Die Jungen Liberalen Studierenden (JUNOS) setzen bei den Wahlen zur Österreichischen HochschülerInnenschaft (ÖH) von 27. bis 29. Mai auf Digitalisierung, einen europäischen Studierendenausweis sowie ein Finanzierungsmodell mit nachgelagerten Studiengebühren.
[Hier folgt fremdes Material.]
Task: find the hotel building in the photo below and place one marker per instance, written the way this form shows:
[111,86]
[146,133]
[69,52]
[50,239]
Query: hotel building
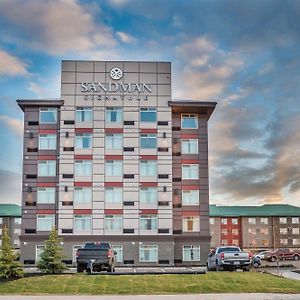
[116,159]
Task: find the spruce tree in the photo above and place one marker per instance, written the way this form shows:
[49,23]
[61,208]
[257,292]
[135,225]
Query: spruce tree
[50,259]
[9,266]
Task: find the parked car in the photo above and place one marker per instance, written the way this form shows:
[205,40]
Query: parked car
[95,257]
[283,254]
[229,258]
[256,262]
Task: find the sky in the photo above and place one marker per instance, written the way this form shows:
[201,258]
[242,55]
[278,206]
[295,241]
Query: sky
[242,54]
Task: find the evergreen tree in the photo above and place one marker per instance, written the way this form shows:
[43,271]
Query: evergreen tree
[9,266]
[50,259]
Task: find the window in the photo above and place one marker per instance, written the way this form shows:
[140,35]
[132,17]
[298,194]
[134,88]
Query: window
[113,141]
[119,255]
[83,141]
[148,141]
[75,248]
[83,167]
[45,195]
[113,168]
[38,252]
[282,220]
[190,197]
[84,114]
[189,146]
[48,115]
[47,168]
[148,253]
[191,253]
[83,195]
[190,224]
[148,222]
[114,114]
[47,141]
[45,222]
[148,168]
[148,114]
[189,121]
[113,195]
[82,223]
[224,221]
[252,221]
[148,195]
[113,222]
[190,171]
[283,230]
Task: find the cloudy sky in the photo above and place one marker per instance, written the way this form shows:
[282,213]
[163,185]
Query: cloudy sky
[242,54]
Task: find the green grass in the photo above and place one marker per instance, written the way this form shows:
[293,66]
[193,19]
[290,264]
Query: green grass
[213,282]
Die Pflichtmitgliedschaft in der ÖH soll stufenweise abgeschafft werden, so Spitzenkandidat Nino Rohrmoser bei einer Pressekonferenz.

JUNOS-Spitzenkandidat Nino Rohrmoser SN/APA/HANS PUNZ
JUNOS-Spitzenkandidat Nino Rohrmoser

Unzufrieden ist er sowohl mit den Studienbedingungen an den Hochschulen als auch mit der aktuellen linken ÖH-Führung. "Die Studienbedingungen in Österreich sind eine Katastrophe", so Rohrmoser. "Und es ist zum Schämen, was in der Bundes-ÖH abgeht. Da wird lieber über Allgemeinpolitik geredet als über echte Probleme." Mit "Zwangsbeiträgen" kaufe man lieber teure Kaffeemaschinen oder mache Presseaussendungen zu allem Möglichen. "Das System ÖH als Interessenvertretung ist kaputt."

Die Pflichtmitgliedschaft in der ÖH will Rohrmoser stufenweise abschaffen. Im ersten Semester sollen noch alle Studenten ÖH-Mitglieder sein, um der Vertretung einen gewissen finanziellen Grundsockel zu gewährleisten. Ab dem 2. Semester sollen die Studierenden aber eine Opt-Out-Möglichkeit erhalten.

"Auf der anderen Seite steht eine Bundesregierung, die mit nationalistischen Ansagen auch unseren Wissenschaftsstandort gefährdet", meinte der 22-jährige WU-Student. Als Beispiel nannte er die Überlegung, als Ausgleich für eine höhere Autobahnmaut in Deutschland die Studiengebühren für Ausländer in Österreich zu erhöhen.

Inhaltlich verlangen die JUNOS eine Ausfinanzierung der Hochschulen. Dazu müssten einerseits die staatlichen Investitionen erhöht und die Drittmitteleinnahmen gesteigert werden. Aber auch die Studenten müssten durch die Einführung nachgelagerter Studiengebühren einen Betrag leisten.

Im JUNOS-Modell könnten die Hochschulen bis zu 500 Euro pro Semester verlangen. Dieser Betrag wird aber nicht sofort bei den Studenten eingehoben. Vielmehr fließt er über ein zinsfreies Darlehen direkt an die Unis. Die Rückzahlung fällt erst im Berufsleben an: Wenn das Nettoeinkommen des ehemaligen Studenten 1.200 Euro übersteigt, wird in Raten von acht Prozent des über dem Freibetrag liegenden Anteils rückerstattet. Ist die Gesamtsumme nach 30 Jahren nicht zurückgezahlt, greift eine staatliche Ausfallshaftung.

Zur Erleichterung des Studiums verlangen die JUNOS außerdem den Einsatz digitaler Technologien wie Livestreams von Lehrveranstaltungen oder von Massive Open Online Courses (MOOCs). So könnten Studium, Beruf und Familie besser vereint sowie gleichzeitig die Studienbedingungen verbessert werden.

Durch die Einführung eines europäischen Studierendenausweises sollen außerdem Auslandsaufenthalte "ohne Papierkram" ermöglicht werden. Ein Masterstudium müsse etwa auch an mehreren Hochschulen in Europa absolvierbar werden.

Als Wahlziel gab Rohrmoser an: "Eindeutig wachsen und stärker werden." Bei den letzten ÖH-Wahlen 2017 erreichten die JUNOS knapp 13 Prozent und damit Platz fünf.